In deze zaak heeft de Centrale Raad van Beroep op 15 september 2017 uitspraak gedaan in hoger beroep tegen een eerdere uitspraak van de rechtbank Amsterdam. Appellant, die zich in 2004 ziek had gemeld, ontving een WGA-uitkering op basis van de Wet werk en inkomen naar arbeidsvermogen (Wet WIA). Het Uwv beëindigde de WGA-uitkering per 13 augustus 2014, na een herbeoordeling door een verzekeringsarts. Appellant was het niet eens met deze beslissing en heeft hiertegen bezwaar gemaakt, wat uiteindelijk leidde tot een rechtszaak.
De rechtbank Amsterdam verklaarde het beroep van appellant ongegrond, waarbij zij oordeelde dat het bestreden besluit van het Uwv op een deugdelijke medische grondslag berustte. Appellant voerde aan dat het Claimbeoordelings- en Borgingssysteem (CBBS) dat door het Uwv werd gebruikt, niet correct was en in strijd met de Wet WIA en de Algemene wet bestuursrecht. De Centrale Raad van Beroep bevestigde echter de bevindingen van de rechtbank en oordeelde dat het Uwv terecht gebruik had gemaakt van het CBBS-systeem en dat de medische beoordeling van appellant adequaat was uitgevoerd.

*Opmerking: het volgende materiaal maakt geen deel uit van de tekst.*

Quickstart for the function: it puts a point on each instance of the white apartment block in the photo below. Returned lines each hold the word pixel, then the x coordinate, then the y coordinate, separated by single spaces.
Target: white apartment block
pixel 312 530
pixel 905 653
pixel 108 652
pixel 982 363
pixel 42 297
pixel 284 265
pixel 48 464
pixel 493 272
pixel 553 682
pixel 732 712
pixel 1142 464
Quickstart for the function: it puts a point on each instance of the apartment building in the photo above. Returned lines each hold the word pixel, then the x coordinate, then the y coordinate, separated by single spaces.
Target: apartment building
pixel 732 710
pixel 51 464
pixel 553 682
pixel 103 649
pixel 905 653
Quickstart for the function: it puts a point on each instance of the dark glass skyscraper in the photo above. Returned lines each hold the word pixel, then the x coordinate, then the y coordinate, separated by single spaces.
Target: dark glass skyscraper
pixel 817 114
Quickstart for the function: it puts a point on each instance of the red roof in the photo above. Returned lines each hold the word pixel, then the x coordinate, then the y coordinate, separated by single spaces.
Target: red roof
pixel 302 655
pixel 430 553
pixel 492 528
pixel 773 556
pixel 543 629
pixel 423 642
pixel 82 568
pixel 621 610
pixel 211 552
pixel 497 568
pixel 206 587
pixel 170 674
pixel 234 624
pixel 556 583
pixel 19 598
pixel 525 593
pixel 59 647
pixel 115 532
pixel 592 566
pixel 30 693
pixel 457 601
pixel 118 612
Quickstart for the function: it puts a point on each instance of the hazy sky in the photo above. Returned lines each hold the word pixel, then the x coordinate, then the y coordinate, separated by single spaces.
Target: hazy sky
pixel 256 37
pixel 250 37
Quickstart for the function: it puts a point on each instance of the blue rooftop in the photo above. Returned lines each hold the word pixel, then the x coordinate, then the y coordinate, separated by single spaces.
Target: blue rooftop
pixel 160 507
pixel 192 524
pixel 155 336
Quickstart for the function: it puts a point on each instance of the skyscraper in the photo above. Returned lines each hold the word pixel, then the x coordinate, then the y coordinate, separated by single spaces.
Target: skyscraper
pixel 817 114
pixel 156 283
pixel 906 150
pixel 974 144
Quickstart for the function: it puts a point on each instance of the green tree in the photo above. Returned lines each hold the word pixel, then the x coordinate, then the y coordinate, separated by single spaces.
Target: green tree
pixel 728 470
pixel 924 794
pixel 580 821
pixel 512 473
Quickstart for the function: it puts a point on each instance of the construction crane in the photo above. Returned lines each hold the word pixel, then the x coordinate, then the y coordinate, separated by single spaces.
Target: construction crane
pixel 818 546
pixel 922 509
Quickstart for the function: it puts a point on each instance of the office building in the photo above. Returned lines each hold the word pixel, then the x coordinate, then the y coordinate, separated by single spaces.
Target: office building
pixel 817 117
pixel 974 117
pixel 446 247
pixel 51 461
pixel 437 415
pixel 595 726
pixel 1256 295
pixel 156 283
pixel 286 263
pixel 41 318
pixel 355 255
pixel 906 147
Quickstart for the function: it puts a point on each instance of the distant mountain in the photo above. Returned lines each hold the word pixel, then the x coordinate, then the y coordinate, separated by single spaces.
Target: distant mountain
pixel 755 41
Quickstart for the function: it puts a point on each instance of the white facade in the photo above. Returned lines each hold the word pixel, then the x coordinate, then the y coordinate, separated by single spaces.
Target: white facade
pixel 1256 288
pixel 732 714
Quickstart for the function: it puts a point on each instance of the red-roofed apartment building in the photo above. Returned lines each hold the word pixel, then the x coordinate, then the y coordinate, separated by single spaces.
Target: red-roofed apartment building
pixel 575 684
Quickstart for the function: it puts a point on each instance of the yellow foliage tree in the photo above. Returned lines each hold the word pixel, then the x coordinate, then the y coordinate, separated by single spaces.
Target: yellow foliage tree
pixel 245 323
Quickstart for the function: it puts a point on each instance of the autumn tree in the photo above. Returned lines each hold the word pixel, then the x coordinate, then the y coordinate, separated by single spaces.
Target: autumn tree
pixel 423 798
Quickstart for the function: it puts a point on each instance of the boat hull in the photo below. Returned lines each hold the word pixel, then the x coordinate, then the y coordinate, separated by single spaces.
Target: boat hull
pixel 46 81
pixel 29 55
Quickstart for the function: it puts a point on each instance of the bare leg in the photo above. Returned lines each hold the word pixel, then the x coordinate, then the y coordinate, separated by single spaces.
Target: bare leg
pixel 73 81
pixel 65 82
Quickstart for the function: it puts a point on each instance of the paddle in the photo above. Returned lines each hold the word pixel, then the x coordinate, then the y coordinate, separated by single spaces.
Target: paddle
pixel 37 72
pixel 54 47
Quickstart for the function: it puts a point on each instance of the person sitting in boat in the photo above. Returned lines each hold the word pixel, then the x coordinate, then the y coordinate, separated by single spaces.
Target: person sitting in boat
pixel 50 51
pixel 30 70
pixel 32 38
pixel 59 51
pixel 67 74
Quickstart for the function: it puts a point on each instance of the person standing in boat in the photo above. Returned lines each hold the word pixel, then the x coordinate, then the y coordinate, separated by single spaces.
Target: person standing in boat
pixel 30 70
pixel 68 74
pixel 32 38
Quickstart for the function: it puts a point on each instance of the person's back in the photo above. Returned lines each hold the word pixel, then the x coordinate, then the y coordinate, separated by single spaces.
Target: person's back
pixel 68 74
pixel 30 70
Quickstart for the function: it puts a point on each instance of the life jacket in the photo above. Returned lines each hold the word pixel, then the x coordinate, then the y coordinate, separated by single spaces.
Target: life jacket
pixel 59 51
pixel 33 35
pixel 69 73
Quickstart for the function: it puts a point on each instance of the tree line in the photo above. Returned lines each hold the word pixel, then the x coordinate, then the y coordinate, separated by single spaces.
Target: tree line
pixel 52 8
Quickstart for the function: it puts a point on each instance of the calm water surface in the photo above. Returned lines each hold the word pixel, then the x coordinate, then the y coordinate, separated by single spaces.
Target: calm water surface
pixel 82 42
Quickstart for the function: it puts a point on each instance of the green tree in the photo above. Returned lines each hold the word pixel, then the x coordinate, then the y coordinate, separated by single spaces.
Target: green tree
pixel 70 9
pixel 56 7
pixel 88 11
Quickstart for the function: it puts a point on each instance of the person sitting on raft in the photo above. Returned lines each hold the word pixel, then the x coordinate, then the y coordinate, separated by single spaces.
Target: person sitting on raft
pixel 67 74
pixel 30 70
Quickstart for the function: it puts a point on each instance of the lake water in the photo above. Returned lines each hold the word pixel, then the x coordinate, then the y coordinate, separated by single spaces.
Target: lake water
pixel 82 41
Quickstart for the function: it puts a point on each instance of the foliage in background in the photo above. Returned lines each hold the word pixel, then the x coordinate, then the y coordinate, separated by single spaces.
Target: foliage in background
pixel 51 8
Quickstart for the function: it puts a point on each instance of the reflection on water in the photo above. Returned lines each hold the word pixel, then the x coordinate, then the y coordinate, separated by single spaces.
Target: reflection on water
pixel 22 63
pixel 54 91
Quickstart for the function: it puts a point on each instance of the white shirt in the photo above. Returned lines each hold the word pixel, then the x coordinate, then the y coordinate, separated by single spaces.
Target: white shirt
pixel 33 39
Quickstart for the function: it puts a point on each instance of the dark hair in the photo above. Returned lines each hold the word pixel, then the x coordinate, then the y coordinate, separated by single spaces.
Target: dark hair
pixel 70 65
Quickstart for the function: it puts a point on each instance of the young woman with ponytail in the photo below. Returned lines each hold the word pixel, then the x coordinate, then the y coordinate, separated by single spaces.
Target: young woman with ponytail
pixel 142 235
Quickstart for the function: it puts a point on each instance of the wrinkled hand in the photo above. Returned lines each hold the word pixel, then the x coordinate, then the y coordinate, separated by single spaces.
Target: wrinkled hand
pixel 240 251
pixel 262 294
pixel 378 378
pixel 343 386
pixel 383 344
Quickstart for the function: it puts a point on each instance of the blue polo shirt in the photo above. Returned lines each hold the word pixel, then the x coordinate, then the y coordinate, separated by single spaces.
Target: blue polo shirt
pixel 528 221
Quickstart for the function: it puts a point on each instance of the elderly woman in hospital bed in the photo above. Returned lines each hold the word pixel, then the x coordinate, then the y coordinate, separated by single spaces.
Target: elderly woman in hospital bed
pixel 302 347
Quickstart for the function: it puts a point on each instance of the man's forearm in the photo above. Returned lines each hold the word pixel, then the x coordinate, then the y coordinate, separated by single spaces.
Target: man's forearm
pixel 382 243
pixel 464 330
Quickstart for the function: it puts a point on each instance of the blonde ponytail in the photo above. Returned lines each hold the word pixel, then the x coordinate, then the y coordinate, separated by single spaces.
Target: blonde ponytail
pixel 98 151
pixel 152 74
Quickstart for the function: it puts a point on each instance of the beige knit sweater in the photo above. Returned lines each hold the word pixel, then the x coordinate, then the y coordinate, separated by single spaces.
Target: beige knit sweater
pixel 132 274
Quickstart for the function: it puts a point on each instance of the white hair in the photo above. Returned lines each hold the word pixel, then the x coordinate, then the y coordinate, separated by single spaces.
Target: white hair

De Raad concludeerde dat de geselecteerde functies, ondanks de beperkingen van appellant, geschikt waren en dat de beëindiging van de WGA-uitkering gerechtvaardigd was. De Raad wees erop dat de door appellant ingebrachte medische informatie niet leidde tot een ander oordeel over zijn geschiktheid voor de geselecteerde functies. De uitspraak van de rechtbank werd bevestigd, en er was geen aanleiding voor een veroordeling in de proceskosten.